Bush's speech emerged from a context of a dramatic decrease in his own approval ratings, and an equally impressive drop in support for the invasion and occupation of Iraq. One cannot discount, also, the growing calls for the President's impeachment, or at least further investigation into the charges contained in the Downing Street Memos. Bush faced a nation that has grown skeptical not only of the potential for the invasion-occupation's success, but also of the deliberative political process that led to the invasion in the first place. Effective apologetics can both confront and dodge criticism, and in this case, Bush confronted the opposition's practical arguments about how the invasion/occupation is going now, while effectively diverting attention from the larger questions about deliberation, honesty, representation, and domestic dissent.
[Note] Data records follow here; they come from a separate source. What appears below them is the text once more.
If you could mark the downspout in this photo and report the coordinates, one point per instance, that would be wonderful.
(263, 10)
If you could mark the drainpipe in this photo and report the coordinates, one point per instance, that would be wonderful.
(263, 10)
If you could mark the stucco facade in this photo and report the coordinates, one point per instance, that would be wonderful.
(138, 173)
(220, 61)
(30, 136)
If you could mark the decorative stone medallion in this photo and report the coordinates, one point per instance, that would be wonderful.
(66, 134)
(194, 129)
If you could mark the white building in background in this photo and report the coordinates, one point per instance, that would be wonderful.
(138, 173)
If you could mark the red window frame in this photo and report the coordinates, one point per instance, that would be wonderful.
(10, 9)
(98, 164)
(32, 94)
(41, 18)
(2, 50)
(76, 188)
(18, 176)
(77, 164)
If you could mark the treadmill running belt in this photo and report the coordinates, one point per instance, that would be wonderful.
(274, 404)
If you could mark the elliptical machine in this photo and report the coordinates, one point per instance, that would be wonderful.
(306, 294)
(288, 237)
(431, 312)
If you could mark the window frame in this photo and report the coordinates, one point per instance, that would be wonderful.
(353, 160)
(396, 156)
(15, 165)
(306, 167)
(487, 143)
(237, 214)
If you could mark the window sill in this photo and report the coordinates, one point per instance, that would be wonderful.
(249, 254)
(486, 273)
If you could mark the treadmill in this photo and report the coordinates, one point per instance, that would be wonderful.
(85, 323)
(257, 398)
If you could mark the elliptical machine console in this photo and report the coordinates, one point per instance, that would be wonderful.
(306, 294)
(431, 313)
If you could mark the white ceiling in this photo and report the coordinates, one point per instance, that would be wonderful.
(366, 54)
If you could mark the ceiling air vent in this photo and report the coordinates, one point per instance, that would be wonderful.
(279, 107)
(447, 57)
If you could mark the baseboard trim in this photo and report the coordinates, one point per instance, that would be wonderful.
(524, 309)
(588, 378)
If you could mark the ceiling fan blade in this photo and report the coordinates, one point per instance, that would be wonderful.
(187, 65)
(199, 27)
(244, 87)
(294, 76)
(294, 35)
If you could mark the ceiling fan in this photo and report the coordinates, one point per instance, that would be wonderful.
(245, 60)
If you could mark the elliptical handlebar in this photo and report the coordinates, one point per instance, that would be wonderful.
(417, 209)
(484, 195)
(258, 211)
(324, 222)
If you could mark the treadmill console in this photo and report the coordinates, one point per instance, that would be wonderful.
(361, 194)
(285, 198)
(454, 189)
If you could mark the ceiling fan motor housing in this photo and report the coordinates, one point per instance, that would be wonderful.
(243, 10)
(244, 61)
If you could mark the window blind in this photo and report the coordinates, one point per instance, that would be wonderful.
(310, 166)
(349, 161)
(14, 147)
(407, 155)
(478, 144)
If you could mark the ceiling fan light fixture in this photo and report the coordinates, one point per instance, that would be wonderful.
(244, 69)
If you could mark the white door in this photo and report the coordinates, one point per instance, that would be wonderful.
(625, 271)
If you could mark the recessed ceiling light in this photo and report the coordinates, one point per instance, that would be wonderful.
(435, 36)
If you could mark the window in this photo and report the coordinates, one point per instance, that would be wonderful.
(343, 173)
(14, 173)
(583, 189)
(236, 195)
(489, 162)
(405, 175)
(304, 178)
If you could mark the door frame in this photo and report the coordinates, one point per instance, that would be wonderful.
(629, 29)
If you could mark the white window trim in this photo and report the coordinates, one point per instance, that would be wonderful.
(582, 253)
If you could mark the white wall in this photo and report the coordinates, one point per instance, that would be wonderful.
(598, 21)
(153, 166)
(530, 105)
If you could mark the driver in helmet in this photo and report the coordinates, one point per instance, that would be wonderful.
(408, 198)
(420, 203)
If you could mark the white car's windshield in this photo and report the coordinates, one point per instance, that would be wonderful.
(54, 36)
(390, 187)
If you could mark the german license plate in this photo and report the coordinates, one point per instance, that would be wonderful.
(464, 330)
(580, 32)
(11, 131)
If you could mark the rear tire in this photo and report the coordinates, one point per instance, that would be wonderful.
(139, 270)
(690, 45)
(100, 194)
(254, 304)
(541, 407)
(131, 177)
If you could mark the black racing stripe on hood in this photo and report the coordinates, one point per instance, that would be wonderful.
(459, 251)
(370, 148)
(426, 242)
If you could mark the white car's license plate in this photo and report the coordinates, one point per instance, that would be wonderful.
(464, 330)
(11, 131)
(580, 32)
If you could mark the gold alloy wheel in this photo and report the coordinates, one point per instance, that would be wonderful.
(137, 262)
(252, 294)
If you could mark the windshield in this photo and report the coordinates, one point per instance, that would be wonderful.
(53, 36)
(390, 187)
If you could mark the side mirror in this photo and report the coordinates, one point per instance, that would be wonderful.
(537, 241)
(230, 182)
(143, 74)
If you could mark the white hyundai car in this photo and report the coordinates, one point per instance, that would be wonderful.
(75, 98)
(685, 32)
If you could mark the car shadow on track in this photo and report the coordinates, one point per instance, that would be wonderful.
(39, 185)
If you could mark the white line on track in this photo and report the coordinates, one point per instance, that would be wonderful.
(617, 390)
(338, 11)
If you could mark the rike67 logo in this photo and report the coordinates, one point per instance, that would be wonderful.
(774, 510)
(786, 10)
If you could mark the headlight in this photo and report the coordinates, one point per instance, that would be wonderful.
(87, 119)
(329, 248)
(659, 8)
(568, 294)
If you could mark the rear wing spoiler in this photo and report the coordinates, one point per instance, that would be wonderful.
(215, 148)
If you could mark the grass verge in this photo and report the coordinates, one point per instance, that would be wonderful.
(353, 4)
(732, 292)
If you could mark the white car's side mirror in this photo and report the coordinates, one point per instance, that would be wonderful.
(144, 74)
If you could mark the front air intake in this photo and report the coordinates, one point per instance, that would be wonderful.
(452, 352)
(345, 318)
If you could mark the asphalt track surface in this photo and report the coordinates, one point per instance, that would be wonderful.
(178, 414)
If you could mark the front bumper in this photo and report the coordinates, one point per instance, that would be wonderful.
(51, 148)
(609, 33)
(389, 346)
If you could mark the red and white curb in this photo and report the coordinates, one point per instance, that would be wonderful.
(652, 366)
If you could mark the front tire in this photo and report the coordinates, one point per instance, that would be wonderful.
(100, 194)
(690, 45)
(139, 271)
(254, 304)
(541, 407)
No one should be surprised that there is no longer any talk of the threat of the pre-war Iraq, no weapons of mass destruction, not even any mention of Saddam Hussein
qua regional or international threat. Bush clearly framed the entire invasion and occupation in terms of democratization of the Middle East, "a part of the world that is desperate for reform." "Troops...across the world are fighting a global war on terror," he said, and "Iraq is the latest battlefield in this war." And later: "Iraq is where they are making their stand." The enemy we are facing, defeating, is one who "despises all dissent" and "believe[s] that free societies are decadent and corrupt." He quoted Osama Bin Laden in a curious,
post facto way, in terms of Bin Laden's declaration that Iraq is a central battleground against the west. Later, Bush invoked the possibility that, absent coalition success, Iraq would become a base, like Afghanistan, of attacks against the United States. No one should be surprised by the implicit acknowledgment that Iraq was not such a threat before the invasion/occupation. Twice, Bush invoked the 'fight over there so we don't have to fight over here' language. The terrorists, Bush said, in a line probably designed to offhandedly deflect criticism of prisoner abuse, "wear no uniform. They respect no laws of warfare or morality."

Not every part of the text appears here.